十五の詩



 だが王の座を狙う者の中にはユリウスを失脚させようと、遺伝子上実子だという話は嘘なのだと言う者も少なくはなく、家臣の中にはあからさまにユニスにつらくあたる者もおり、ユリウスを悩ませた。

 ユリウスは自身の手でも数ある文献をあたり、過去に同じような事例がないかを調べあげた。

 すると、最も古い文献のひとつにリオピアの民は元々は金髪碧眼であったという記述が出てきた。

 魔導の力の本質を妖華に支配され黒髪の民になったというのである。

 黒髪の民がその支配を破るには時と選ばれた者とが必要だった。

 その選ばれた者は、金髪碧眼を持って生を受けるというのだ。

 ひとりは予兆として先に顕れ、後からくるもうひとりが選ばれた者だと。

 ユリウスは今や架空の伝説にも思えるようなその古い文献の記述に、これかもしれないと思った。

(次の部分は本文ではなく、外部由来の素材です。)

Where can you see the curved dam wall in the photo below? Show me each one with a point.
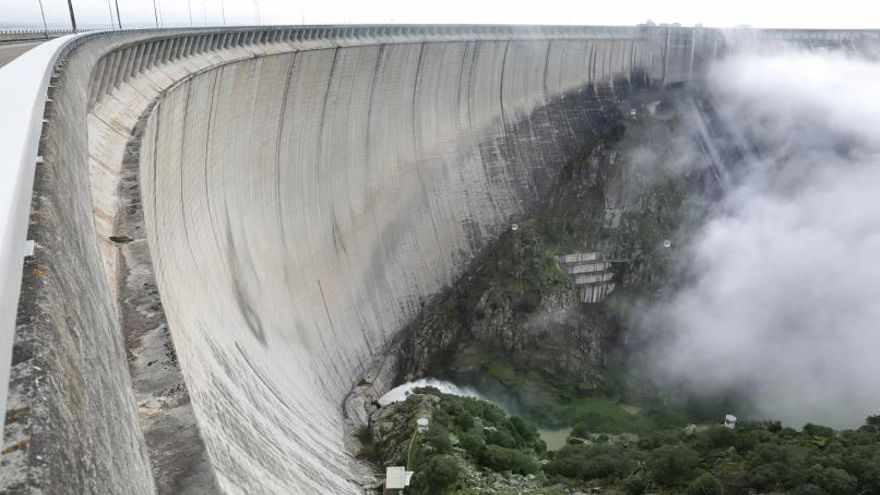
(300, 207)
(295, 195)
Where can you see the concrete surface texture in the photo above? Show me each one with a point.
(313, 199)
(9, 51)
(302, 192)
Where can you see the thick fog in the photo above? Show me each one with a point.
(783, 291)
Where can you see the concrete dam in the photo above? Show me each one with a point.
(231, 227)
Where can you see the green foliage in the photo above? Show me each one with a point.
(636, 484)
(504, 459)
(439, 475)
(586, 462)
(673, 465)
(705, 485)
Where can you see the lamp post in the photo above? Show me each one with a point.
(156, 13)
(43, 15)
(118, 19)
(72, 17)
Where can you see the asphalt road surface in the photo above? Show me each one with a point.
(11, 50)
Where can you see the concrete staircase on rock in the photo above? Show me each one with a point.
(591, 273)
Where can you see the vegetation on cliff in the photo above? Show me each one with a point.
(472, 446)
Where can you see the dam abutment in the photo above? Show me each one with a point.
(303, 190)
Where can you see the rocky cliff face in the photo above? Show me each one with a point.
(518, 317)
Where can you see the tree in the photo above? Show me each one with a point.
(673, 465)
(437, 476)
(705, 485)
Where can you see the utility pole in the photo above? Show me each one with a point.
(72, 17)
(118, 19)
(43, 15)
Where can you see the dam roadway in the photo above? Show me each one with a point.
(231, 227)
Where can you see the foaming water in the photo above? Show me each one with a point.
(400, 392)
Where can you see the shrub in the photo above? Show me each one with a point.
(705, 485)
(503, 459)
(636, 484)
(583, 462)
(437, 438)
(673, 465)
(437, 476)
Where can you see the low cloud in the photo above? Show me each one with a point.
(783, 298)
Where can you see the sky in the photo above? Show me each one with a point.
(845, 14)
(782, 296)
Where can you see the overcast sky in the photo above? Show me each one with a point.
(758, 13)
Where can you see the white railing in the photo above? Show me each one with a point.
(24, 84)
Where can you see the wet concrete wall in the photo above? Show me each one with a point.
(303, 191)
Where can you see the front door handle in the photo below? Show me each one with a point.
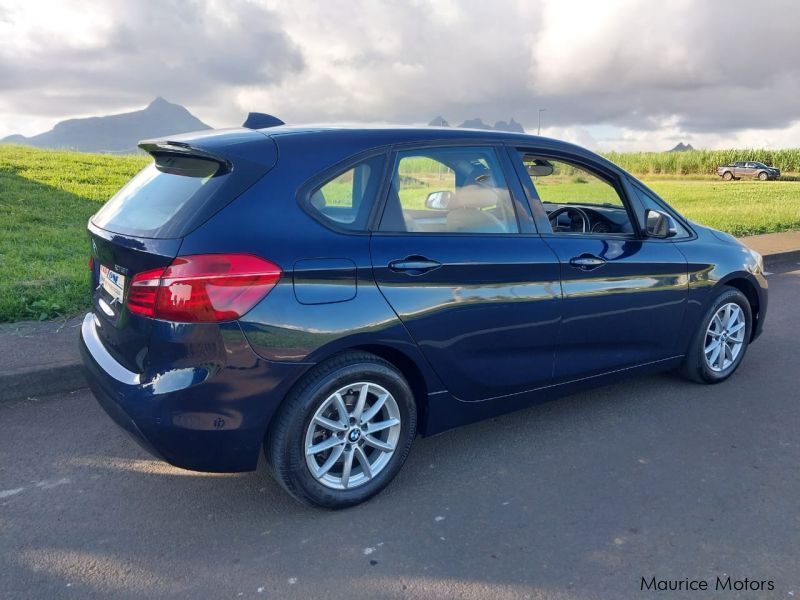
(587, 262)
(414, 265)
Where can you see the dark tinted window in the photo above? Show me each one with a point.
(346, 199)
(449, 190)
(153, 203)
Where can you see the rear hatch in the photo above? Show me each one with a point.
(142, 227)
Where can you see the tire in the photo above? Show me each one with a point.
(701, 363)
(296, 428)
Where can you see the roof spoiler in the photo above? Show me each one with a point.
(261, 121)
(162, 150)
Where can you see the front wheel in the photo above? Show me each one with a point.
(721, 341)
(344, 433)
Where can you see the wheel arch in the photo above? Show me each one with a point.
(741, 282)
(410, 370)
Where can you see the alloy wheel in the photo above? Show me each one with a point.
(725, 337)
(352, 435)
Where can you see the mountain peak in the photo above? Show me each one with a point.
(159, 102)
(117, 133)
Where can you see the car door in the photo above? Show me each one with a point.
(457, 257)
(624, 295)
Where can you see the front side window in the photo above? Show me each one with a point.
(575, 199)
(449, 190)
(345, 200)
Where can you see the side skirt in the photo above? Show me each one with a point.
(447, 412)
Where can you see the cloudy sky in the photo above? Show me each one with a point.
(611, 74)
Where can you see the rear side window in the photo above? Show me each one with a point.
(449, 190)
(346, 199)
(156, 202)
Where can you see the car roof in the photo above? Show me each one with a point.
(364, 137)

 そしてごく少数の信頼のおける魔導士数人を呼び寄せ、ユニスのような金髪碧眼のリオピアの民がいないか探させたのである。

 探させた結果、ユリウスの予感の通りになった。

 ノールという金髪碧眼の子が、ひとり見つかったのである。

 ノールはユニスより4つばかり年嵩で、庶民の子であるということだった。

 ユリウスはノールがどのように過ごしているのかが知りたくなり、自分の目で見てみようとノールの住んでいるところまで足を運んだ。

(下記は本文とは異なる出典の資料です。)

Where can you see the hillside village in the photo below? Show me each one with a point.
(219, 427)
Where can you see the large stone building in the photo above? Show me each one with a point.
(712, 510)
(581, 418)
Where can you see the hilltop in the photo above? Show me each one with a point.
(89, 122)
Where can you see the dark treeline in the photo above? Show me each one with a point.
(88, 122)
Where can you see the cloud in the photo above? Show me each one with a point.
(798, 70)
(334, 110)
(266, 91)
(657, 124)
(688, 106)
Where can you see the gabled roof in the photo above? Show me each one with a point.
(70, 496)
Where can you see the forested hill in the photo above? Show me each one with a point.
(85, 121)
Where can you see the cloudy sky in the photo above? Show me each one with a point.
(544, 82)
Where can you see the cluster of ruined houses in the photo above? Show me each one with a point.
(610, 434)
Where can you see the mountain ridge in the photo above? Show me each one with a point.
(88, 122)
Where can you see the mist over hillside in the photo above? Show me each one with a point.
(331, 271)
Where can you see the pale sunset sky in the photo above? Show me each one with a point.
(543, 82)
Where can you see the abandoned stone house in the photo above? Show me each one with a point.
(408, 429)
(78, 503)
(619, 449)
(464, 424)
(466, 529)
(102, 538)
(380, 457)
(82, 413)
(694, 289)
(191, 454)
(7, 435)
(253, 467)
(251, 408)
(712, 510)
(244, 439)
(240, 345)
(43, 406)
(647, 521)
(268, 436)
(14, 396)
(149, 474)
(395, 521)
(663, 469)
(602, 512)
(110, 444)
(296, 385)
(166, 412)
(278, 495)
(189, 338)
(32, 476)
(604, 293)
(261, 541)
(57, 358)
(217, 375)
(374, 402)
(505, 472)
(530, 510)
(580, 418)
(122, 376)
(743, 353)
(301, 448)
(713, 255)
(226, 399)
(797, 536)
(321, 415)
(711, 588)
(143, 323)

 だが──訪れて目にしたのはひどく虐げられているノールの姿だった。

 黒髪の者たちの中でたったひとり髪の色が違うノールは、王宮でユニスを罵倒する輩と同じで、私生児ではないかと噂されていたり、兄弟から殴られたり、母親からも疎まれている様子であった。

 日がすっかり沈みきっても家に入ることが苦痛で、ノールは道の脇の岩に座り声もあげず泣いていた。

 ユリウスは驚かせないように静かに歩み寄って行った。

「──ノール・メイエか?」

 子供のノールは顔をあげた。

 見たこともない綺麗な衣服に身を包んだ青年が、目の前に立っていた。